Tuesday, April 10, 2018
goodnight, gracie
The news was inevitable. But it was no less shocking because of that.
My mother sent an email last night that her eldest sister, Naomi, my last-surviving aunt, died yesterday. The news was inevitable because her granddaughter had contacted me last week to inform me that Aunt Naomi was receiving hospice care.
As it is so often, the news was hopefully ambiguous. Tired from tests. Simply needs rest. We will spend time with her while we can. And, as is so often the case, the latter message bore the weight of reality.
Trying to sum up a life in a few brief words is always a fool's mission. But, Naomi's life cannot pass without comment.
The statisticians would reduce all of our lives to a string of numbers. Born Naomi Ruth (after the two main characters in the Book of Ruth) Munro, the oldest daughter of three children, in 1924 in Hallock, Minnesota. In the fold where Minnesota, North Dakota, and Manitoba blend into featureless horizons.
She was the heir to wandering immigrant genes. From a Minnesota-born father whose heritage was Prince Edward Island and Scotland, and a Minnesota-born mother whose family had meandered through Quebec, and Vermont after arriving in Massachusetts Bay Colony.
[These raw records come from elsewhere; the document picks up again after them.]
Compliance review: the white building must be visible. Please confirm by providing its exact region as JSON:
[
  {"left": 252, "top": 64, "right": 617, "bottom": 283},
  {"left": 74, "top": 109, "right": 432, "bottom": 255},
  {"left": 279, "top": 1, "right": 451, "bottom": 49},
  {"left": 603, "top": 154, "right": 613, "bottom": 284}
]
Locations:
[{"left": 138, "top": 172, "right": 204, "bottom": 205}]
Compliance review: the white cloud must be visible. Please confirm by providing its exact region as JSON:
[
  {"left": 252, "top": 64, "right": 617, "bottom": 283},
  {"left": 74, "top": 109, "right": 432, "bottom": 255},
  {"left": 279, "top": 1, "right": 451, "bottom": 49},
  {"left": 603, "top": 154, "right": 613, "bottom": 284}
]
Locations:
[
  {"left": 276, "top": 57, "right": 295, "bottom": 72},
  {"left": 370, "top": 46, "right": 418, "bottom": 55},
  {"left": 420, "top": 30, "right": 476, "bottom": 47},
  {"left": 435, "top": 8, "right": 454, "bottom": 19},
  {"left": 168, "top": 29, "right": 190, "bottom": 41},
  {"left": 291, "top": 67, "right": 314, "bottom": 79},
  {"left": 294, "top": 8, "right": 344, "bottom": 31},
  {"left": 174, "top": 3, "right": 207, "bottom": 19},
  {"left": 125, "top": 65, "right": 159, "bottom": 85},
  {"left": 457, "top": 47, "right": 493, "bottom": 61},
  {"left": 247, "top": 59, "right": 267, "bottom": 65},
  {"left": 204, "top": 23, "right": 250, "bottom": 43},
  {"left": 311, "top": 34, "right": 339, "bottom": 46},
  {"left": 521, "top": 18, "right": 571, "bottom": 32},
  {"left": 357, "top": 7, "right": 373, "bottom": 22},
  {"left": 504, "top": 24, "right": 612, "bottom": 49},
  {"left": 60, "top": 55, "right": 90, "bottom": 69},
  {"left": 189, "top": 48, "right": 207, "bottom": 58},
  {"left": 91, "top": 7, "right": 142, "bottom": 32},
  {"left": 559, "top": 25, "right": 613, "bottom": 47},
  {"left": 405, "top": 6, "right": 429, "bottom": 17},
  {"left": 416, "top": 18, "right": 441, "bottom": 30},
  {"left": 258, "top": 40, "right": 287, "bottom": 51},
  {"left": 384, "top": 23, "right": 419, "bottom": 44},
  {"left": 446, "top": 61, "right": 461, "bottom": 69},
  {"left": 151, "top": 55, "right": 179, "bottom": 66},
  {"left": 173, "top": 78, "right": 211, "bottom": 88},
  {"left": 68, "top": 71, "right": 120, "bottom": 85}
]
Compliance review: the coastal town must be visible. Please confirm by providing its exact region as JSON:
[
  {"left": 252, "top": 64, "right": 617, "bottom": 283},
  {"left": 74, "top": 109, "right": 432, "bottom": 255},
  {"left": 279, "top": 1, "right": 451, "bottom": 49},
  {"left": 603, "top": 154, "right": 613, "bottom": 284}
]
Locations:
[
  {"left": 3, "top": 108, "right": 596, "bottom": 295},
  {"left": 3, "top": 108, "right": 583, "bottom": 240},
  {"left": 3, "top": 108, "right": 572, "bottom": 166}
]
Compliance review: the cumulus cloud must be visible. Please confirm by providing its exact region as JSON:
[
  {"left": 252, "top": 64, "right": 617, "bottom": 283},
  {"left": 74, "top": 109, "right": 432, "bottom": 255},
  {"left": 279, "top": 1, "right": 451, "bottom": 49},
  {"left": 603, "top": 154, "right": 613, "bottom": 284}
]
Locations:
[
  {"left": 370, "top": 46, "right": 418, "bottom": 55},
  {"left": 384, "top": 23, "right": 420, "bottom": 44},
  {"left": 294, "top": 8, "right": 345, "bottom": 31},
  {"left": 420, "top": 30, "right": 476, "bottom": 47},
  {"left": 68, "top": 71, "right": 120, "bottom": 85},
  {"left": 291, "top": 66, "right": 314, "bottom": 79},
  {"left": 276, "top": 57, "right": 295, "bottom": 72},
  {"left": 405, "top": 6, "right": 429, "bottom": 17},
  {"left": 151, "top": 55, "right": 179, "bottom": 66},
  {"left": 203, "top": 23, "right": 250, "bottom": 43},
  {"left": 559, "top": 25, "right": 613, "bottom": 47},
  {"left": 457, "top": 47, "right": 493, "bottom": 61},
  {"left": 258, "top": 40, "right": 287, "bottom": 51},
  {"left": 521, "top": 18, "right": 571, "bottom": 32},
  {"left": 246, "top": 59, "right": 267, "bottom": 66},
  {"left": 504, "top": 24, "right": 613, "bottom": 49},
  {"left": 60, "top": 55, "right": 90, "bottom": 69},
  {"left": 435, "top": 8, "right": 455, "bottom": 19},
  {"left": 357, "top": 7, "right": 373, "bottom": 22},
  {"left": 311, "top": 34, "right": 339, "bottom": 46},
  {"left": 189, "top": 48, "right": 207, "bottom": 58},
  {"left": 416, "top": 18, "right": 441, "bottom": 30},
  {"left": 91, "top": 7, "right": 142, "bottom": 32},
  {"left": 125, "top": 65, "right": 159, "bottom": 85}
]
But the wandering did not stop there. In the 1920s, her parents packed up their goods, along with her and her brother Wayne, to move to the more-promising delights of Powers, Oregon.
Being an intelligent young woman, upon graduating from high school, Naomi saw an opportunity to escape the gravitational pull of Powers that had little to offer the talented. What promise Powers held for her parents, it held none for her. So, she was off to nursing school. And never turned back.
She married Frank Roth (the last soldier) and raised her two sons (Dennis and Gary) during his military career while simultaneously working as a registered nurse. They lived in Long Beach and Seattle (where we visited them) and in Honolulu (where we did not).
When Frank retired, the Roths decided to settle one final time; they moved to the Portland area. My family had moved there from Powers in the late 1950s. Eventually, Berneice (their other sister), my grandmother, and Uncle Wayne moved there, as well, from southern Oregon, a region whose job opportunities were quickly eroding.
For one brief shining moment, our not-very-extended family lived within dining moments of one another. The most important event, of course, was Thanksgiving -- with all of the benefits of Christmas and none of its consumer mania.
It was a forum where Naomi shone. She was the perfect hostess. Solicitous. Generous with a meal. Charming.
Writing that made me ask just how often I truly thanked her for having us for dinner. Without doubt, I thanked her in that perfunctory way we all do when someone has just removed a bit of fluff from our dinner jackets.
If I had given her heart-felt thanks, I know what she would have said. "What is there to thank me for? You are family."
In an email exchange last night with her son Dennis, he said: "Mom was a very considerate, loving, and compassionate mother."
That insight has the additional advantage of being absolutely true. She was all that and more.
My cousin Dan and I always took great amusement in pulling Aunt Naomi into some of our droll banter. She would inevitably mistake the bit of humor we were congratulating ourselves on exhuming. And inevitably her response would be inadvertently hilarious.
Dan called her our own Gracie Allen. And she was. She proved it by good-naturedly bearing the label.
Not every individual can be an Auntie Mame -- the star who beams her light on you letting you share a moment of glory as if only you and she exist, and then leaves you in the Arctic when her glance turns elsewhere. Those are the relatives we tend to extol above others.
But they are not the people who keep the world running. Who empty bed pans to dress her children for school. Who open their homes as a place to live to nieces they barely know. Who sacrifice their time and love to create holiday meals that their families will cherish for their entire lives.
They are the mothers. The nurturers. And, yes, Dennis, the compassionate.
I looked through my photographs to see if I could find a photograph of Naomi in her natural element -- directing the production of Thanksgiving dinner. But I could only find a family photograph in my grandmother's sitting room from a Christmas in what I suppose to be the mid-1950s.
The Roths must have been changing assignments. At least, they are all there. Naomi. Frank. Dennis. Gary. That is Naomi on the right side of the couch. Sitting between her parents, my grandmother and grandfather. (My aunt Berneice must be the shutterbug.)
But the photograph perfectly sums up her life. The people in that room were the people she loved. Her family. Her relatives. The people for whom she sacrificed to see that their lives were just a little bit better.
And that is why I say, a bittersweet farewell: "Goodnight, Gracie."